Coming this summer Gordon Tech High School, 3633 N. California Ave., will change its name to DePaul College Prep, Father Gordon Campus. The new name is part of a larger effort to rebrand the high school and to reflect the many changes resulting from the school’s partnership with DePaul University.
The Congregation of the Resurrection founded the school in 1952 and will continue to serve as the school’s sponsors.
Around the time that the school began a partnership with DePaul University in 2012, it conducted market research in the neighborhood to find out what would draw families to Gordon Tech.
“They said something that reflects the DePaul academic partners would be terrific,” said Mary Dempsey, a member of the school’s lay board of directors and chair of the rebranding task force.
There are 18 Catholic grammar schools near to Gordon Tech, many with increasing enrollments and five of them are Blue Ribbon Schools.
“And yet we said, ‘Why aren’t they looking at Gordon?’” Dempsey said.
From December through February the board sought feedback on the rebranding from parents, teachers, area pastors and principals and sent letters to 11,000 alumni. They tried to be as transparent as possible, she said.
Not everything will change at the school, however. The school will keep its mascot the rams and orange in its school colors. They also established a heritage committee to make sure the history of Gordon Tech is appropriately maintained.
“It’s a series of compromises,” Dempsey said. “I think what’s really clear is we listened and heard what people said.”
The rebranding is all about the future of Catholic education on the city’s north side, Dempsey said, and highlighting the new energy at the school around the partnership with DePaul.
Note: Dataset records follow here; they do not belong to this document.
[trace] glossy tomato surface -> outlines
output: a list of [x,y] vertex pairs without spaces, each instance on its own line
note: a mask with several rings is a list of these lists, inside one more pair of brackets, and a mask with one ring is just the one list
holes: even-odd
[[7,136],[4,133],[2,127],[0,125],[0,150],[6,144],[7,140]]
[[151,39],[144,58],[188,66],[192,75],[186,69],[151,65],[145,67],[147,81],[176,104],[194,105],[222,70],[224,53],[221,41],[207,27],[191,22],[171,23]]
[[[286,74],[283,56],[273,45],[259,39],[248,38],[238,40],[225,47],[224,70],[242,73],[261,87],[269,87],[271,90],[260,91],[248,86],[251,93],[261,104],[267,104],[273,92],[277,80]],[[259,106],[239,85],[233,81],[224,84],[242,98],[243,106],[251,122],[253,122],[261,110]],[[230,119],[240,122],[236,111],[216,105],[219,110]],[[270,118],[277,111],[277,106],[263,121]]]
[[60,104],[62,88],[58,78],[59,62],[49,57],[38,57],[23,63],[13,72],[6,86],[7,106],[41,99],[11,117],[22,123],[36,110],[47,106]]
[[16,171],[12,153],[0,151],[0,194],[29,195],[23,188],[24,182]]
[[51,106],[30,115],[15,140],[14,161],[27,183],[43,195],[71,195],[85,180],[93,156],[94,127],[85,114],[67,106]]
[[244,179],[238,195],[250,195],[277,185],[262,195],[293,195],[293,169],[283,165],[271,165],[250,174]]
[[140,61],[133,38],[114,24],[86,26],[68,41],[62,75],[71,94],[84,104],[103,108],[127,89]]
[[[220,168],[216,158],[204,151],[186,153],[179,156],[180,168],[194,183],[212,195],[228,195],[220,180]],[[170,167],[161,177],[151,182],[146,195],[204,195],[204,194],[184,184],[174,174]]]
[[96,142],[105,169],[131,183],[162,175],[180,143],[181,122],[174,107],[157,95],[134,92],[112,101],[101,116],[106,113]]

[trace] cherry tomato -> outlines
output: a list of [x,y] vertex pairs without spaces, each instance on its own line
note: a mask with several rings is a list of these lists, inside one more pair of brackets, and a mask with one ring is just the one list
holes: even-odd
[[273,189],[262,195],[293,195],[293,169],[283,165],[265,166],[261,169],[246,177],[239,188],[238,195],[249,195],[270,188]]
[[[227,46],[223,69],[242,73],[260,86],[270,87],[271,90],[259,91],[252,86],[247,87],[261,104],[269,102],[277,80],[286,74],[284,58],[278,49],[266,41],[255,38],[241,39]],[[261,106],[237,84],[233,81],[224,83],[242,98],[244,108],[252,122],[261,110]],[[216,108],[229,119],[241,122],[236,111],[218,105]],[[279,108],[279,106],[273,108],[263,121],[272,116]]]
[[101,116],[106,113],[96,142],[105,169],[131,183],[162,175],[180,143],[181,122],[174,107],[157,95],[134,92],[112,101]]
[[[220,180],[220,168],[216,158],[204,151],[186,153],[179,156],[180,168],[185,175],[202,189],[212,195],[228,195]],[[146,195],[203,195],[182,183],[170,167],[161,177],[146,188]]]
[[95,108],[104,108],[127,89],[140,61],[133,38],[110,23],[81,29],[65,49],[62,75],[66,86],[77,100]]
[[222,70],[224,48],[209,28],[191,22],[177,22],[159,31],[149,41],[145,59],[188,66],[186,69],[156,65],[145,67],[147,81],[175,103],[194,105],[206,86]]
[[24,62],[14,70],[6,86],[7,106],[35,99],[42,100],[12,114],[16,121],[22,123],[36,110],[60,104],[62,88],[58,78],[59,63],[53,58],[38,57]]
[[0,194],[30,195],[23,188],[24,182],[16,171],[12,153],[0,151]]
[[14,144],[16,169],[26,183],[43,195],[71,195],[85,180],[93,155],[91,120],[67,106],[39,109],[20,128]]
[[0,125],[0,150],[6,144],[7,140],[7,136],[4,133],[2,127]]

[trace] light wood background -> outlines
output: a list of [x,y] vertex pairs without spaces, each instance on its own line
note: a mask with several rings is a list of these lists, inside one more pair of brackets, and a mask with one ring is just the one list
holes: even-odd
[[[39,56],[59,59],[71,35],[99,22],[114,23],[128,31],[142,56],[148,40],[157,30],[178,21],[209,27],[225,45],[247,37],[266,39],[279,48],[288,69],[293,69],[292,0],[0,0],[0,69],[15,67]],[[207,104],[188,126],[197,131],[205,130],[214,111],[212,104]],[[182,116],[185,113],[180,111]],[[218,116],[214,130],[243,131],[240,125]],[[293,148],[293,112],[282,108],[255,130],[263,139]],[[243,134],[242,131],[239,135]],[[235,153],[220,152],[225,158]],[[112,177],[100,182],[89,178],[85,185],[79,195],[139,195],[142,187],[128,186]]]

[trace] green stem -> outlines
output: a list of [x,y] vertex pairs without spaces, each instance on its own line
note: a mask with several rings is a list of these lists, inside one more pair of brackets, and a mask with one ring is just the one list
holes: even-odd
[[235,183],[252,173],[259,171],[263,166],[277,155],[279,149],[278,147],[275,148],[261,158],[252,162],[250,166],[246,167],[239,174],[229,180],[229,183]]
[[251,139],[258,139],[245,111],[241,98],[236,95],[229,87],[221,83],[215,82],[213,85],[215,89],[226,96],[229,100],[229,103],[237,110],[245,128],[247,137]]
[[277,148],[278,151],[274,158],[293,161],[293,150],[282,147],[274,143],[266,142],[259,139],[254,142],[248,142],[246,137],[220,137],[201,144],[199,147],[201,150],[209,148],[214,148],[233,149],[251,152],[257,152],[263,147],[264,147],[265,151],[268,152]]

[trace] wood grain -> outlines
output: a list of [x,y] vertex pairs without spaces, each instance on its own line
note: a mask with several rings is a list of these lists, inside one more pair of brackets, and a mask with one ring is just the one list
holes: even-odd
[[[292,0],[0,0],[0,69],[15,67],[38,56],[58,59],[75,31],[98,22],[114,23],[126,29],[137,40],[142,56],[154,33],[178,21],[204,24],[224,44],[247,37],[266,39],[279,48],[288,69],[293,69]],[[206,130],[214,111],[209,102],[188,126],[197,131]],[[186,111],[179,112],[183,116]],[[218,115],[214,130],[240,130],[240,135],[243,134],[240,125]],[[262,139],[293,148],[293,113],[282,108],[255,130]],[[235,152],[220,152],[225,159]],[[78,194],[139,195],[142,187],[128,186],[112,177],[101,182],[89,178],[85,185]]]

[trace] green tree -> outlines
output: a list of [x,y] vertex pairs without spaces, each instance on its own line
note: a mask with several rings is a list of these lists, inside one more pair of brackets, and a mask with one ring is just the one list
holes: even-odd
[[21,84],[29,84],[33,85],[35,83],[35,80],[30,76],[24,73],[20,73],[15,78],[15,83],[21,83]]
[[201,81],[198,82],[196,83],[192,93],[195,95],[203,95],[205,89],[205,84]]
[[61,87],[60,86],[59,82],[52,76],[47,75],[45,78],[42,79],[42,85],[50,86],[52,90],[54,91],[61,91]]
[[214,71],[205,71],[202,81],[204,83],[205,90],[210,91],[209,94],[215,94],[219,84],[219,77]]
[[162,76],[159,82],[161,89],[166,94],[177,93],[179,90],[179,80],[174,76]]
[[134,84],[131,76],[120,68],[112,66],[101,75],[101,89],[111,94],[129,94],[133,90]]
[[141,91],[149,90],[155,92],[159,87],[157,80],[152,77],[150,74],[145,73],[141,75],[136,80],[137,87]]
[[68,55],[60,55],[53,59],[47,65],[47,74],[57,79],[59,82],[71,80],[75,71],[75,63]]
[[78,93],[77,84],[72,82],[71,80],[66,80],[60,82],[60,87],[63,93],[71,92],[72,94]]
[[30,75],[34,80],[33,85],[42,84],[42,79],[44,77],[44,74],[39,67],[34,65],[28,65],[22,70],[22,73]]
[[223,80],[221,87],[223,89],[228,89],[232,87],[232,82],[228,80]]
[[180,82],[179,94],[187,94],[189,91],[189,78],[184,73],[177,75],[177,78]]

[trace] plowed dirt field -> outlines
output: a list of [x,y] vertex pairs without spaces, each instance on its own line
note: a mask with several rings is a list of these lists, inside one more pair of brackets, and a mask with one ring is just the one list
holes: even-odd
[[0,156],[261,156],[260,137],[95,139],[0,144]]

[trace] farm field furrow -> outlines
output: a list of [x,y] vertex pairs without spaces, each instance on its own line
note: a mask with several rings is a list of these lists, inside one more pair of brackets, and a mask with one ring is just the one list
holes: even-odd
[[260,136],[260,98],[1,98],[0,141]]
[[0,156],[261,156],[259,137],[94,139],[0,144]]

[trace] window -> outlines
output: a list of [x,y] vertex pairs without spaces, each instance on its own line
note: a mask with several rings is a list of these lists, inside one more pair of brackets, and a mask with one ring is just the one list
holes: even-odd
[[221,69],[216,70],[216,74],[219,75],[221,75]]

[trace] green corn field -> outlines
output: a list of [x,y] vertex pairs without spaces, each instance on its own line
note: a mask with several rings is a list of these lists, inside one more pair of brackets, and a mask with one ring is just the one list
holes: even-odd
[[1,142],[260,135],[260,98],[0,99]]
Among other things, DePaul has helped the school enhance it’s curriculum; provided professional development for teachers and staff; reviewed the school’s campus and recommended areas of the physical plant they should improve; helped with computing and digital media efforts; helped to implement STEM education; and advised on best practices in enrollment and marketing efforts. The university also grants Gordon Tech teachers access to its library.
“It’s just a marvelous partnership and it evolves every day and gets richer and richer,” Dempsey said.
The stable leadership at the school in recent years has also been a big boost, she said.
“I’m a great supporter of Catholic education. I believe this is really another option that families in Chicago have,” Dempsey said.
Amy Straley agrees. Her son and daughter attend Gordon Tech.
Her son chose to attend Gordon on his own, a decision that Straley says she and her husband were unsure of at first because they live in the neighborhood and heard whisperings that Gordon Tech might close and that the leadership was unstable.
“There’s going to be so many families who thought that way and seeing the name will help them be more comfortable with their choice,” said Straley, whose family are parishioners at nearby St. Benedict Parish, 2215 W, Irving Park Road.
What does she think of the rebranding?
“I love it. I think it’s great,” she told the Catholic New World. “I love that they pulled in the DePaul name. I agree that it was time to make that change.”
Straley believes the name change will help people truly understand the scope of the school’s new direction.
“This is going to be a very strong choice of Catholic schools for kids in the city,” she said.
The DePaul partnership is a “real big sense of pride” for her children, Staley said.
They picked up their Bibles for school during a Mass at DePaul and their first day of school this year was at DePaul.
It’s more than just the improved curriculum, she said.
“They are also bringing them in and helping them understand, ‘This is what college is.’”
She said both of her children — her daughter is a freshman and her son is a sophomore — have felt a sense of family and community at the school.
Straley has a toddler at home who may be a future DePaul College Prep student.
“I’m excited to see frankly what happens for my two-year-old in 11 years,” she said.